Bao Shanju

Personal information
- Born: 3 November 1997 (age 27) Luoyang, China

Team information
- Discipline: Track
- Role: Rider

Medal record
Women's track cycling
Representing China
Olympic Games
| Gold medal – first place | 2020 Tokyo | Team sprint |
World Championships
| Silver medal – second place | 2022 Saint-Quentin-en-Yvelines | Team sprint |
| Bronze medal – third place | 2023 Glasgow | Team sprint |
Asian Games
| Gold medal – first place | 2022 Hangzhou | Team sprint |
Asian Championships
| Gold medal – first place | 2023 Nilai | Team sprint |
| Gold medal – first place | 2025 Nilai | Team sprint |

= Bao Shanju =

Chinese cyclist (born 1997)

Bao Shanju (鲍珊菊; born 3 November 1997) is a Chinese cyclist. She competed in the women's team sprint event at the 2020 Summer Olympics. In the first round of the event, she and teammate Zhong Tianshi set a new world record with a time of 31.804 seconds. They both went on to win the gold medal, beating the German team in the event's final.

==Career==
Bao and her teammate Zhong Tianshi broke Team China's own world record previously set at the 2016 Rio de Janeiro Olympics by Zhong Tianshi and former team sprint teammate Gong Jinjie, with a new WR time of 31.804 seconds.

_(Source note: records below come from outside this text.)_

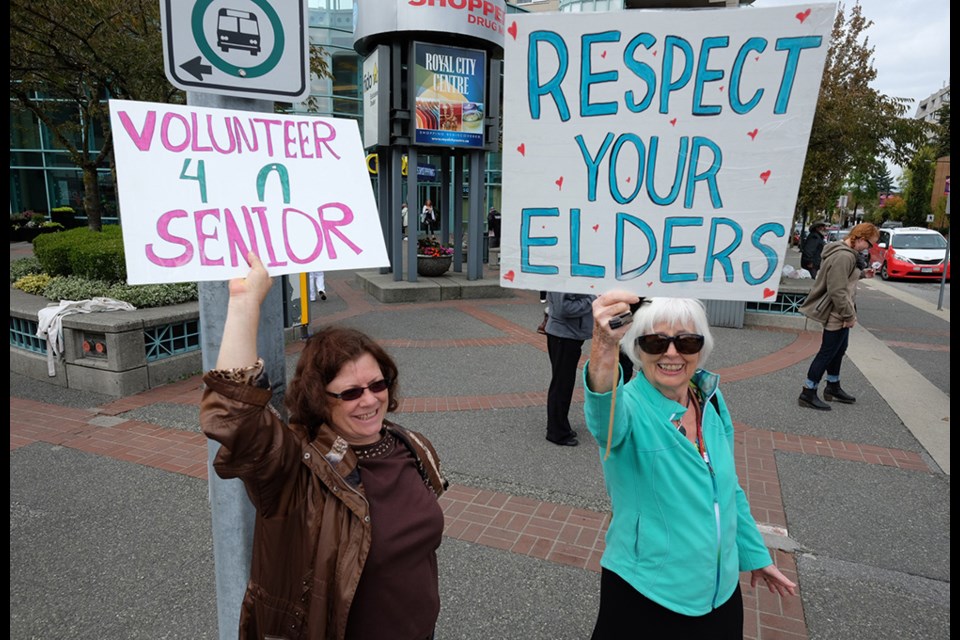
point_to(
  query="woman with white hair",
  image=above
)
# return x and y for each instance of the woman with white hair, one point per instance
(681, 530)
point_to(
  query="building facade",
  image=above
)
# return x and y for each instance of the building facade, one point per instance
(43, 179)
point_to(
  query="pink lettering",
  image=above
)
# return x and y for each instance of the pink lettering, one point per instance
(267, 124)
(238, 248)
(319, 138)
(230, 136)
(165, 132)
(202, 237)
(163, 230)
(267, 238)
(304, 139)
(286, 242)
(331, 227)
(251, 142)
(142, 139)
(195, 145)
(289, 139)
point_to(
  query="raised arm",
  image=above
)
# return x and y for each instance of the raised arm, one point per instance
(605, 345)
(239, 345)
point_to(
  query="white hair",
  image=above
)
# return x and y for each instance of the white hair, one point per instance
(672, 311)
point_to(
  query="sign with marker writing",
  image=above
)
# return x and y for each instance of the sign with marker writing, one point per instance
(657, 151)
(200, 187)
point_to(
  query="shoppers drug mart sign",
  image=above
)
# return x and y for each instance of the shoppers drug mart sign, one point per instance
(657, 151)
(200, 187)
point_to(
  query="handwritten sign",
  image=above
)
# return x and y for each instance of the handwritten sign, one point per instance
(200, 187)
(657, 151)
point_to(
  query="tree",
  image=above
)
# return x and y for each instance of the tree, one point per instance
(942, 137)
(854, 126)
(67, 58)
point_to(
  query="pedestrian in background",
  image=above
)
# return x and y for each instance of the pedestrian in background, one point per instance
(316, 285)
(428, 218)
(833, 302)
(569, 324)
(347, 521)
(681, 530)
(810, 253)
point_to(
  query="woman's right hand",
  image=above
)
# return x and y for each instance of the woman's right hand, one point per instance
(605, 346)
(255, 286)
(607, 306)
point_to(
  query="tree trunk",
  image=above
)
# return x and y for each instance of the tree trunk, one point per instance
(91, 197)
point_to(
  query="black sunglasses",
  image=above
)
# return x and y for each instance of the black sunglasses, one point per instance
(354, 393)
(655, 343)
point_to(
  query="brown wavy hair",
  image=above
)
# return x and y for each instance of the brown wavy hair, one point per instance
(320, 362)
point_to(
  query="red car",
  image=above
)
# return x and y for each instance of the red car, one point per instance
(910, 253)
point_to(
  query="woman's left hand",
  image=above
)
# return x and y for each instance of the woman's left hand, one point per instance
(776, 582)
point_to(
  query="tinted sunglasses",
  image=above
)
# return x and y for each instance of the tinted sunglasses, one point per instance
(354, 393)
(655, 343)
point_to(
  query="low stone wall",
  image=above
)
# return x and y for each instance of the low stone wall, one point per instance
(114, 362)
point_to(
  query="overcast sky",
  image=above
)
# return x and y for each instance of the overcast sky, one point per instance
(911, 42)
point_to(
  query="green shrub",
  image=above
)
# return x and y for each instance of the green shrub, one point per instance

While being awarded their gold medals at the podium ceremony, Bao and Zhong were seen with Mao Zedong pin-badges affixed to their team sporting jackets, alluding to symbollic patriotism, however, according to Graham Dunbar and Joe McDonald at Associated Press, this symbolism may be in breach of Olympic Charter Rule 50 (which prohibits political statements on the podium), and that this "incident came one day after silver medalist Raven Saunders (standing below gold medalist Gong Lijiao of China) crossed the wrists of her raised arms on the podium", to which Dunbar and McDonald remarked that it "was unclear" if it was "a response to the (Gong/Saunders) women's shot-put medal ceremony".